想像していた反応とは違う事ばかりでし戸惑ってしまった。
修治が登校してきて彼女に話しかける。

 今、『琴乃ちゃん』って呼んだか!?
 いつの間にか俺より仲良くなていやがる。
 なんだ、このイライラする感情は…。

彼女と学校生活を共にするようになってから、どす黒い何かに覆われたような気持になることが増えた。
俺以外の男子生徒と楽しそうに話をすればイラつき、邪魔したくなる。甘いものが好きなようだがせっかくクルーズパーティ用に仕立てたドレスのサイズが合わなくなったらどうする?思わず『デブになるぞ。』と声をかけてしまった。

自分の感情がコントロールできないなんて初めての事だった。
クルーズパーティのダンスの練習中に足元を気にして下ばかり向いて俺を見ない彼女にもイラついた。
もっと俺を見ろよ。もっと俺を好きになれ。思いは届かず彼女は下を向き続けた。イライラが募り、別れ際に舌打ちをしてしまった。
パーティ当日、琴乃の美しさに終始見惚れていた。
 
 絶対に他の男には渡したくない。
 だから常にそばに置いた。

タキシードのチーフのジンクスを聞いたのか俺のチーフの色を見て驚いた顔をした。

「バーカ、偶然だ。」

とは言ったが、偶然なわけあるか。このチーフは彼女のドレスを仕立てた時に同じ生地でわざわざ作ってもらったものだ。
ジンクスなって信じたことなかったが可能性があると言われることはすべてやっておきたかった。
俺がいない隙にいとこの恭介と接触したらしい。タキシードを作るとき、偶然テーラーであいつに会った。琴乃のドレスの生地を選んでいた時だったのでとっさに姉貴のだと嘘をついた。時計だって元々は恭介の親父さんあてに届いていたカタログを見せてもらって選んだ。あいつだってそのカタログに目を通していたかもしれない。そのうちバレるな。と思った。
初めて二人きりで星空を見たとき、この瞬間が永遠に続けばいいと思った。初めて幸せだと思えた瞬間だった。

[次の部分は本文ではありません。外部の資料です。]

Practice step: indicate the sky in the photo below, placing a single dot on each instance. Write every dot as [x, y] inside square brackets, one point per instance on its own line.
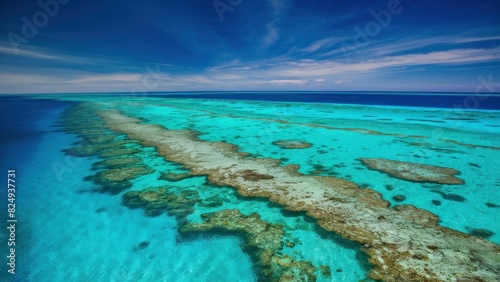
[74, 46]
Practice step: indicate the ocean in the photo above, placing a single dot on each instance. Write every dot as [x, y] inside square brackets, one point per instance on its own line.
[247, 186]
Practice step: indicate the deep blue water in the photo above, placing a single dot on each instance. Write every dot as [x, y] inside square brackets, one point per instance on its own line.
[20, 132]
[431, 100]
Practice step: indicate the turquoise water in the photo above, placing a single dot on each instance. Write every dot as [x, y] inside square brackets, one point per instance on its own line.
[67, 232]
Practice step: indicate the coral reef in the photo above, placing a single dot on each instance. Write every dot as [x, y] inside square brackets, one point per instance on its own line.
[264, 239]
[156, 201]
[116, 163]
[480, 232]
[395, 239]
[470, 145]
[414, 172]
[292, 144]
[174, 177]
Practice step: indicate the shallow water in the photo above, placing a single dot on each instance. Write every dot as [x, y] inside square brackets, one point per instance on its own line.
[69, 232]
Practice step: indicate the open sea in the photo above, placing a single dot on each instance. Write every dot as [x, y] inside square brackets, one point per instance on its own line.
[78, 218]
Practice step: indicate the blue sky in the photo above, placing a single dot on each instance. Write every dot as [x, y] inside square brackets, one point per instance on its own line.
[204, 45]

文化祭では女装してミスコンに出た。優勝したのは誤算だったが彼女を俺以外の男の目に触れさせるのが嫌だった。ミス聖麗学園に選ばれでもしたらライバルが増えるだけだ。恭介にはめちゃくちゃ笑われたがやむを得ない。
後夜祭での事件は予想外だった。あの女どものせいで琴乃が風邪を引いてしまった。見せしめのために関係したやつらを全員洗い出し退学処分した。他人の看病なんかしたことがない俺は片っ端から風邪に良いとされるものをネットで注文しまくった。

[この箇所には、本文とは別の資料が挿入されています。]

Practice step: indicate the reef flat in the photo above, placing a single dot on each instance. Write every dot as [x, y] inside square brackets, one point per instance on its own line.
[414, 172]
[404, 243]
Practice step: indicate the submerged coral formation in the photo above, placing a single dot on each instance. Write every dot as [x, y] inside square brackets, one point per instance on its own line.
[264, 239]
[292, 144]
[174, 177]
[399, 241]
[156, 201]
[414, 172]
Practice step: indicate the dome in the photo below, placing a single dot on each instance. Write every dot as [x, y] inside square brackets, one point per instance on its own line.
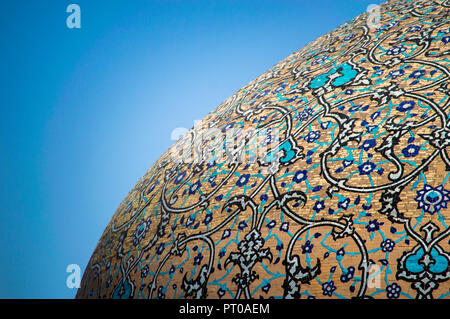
[325, 177]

クリスマスの日、プレゼントを渡すだけにしようと思ったのだが古賀と楽しそうにパーティの話をしているのにむかついた。
追跡されない送信オンリーのアカウントから彼女にメールを送った。『ここで待つ』とメールしたのは古賀から引き離したかったからだ。しかし、現れるはずのない婚約者を待つ彼女を見ていると胸が苦しくなった。

「お前、こんなところに1人で何やってんだよ。」

彼女がプレゼントに気づいたのを見届け帰るつもりだったがつい声をかけてしまった。
会えると思っていた婚約者に会えなかったことがショックだったようだ。

 …悪いことをしたな。

どうやら俺にも罪悪感というものがあったようだ。

 どうしたら彼女にうまく近づけるのだろうか。
 どんな言葉を掛けたら彼女は俺を好きになるのだろうか。

考えれば考えるほどわからなくなった。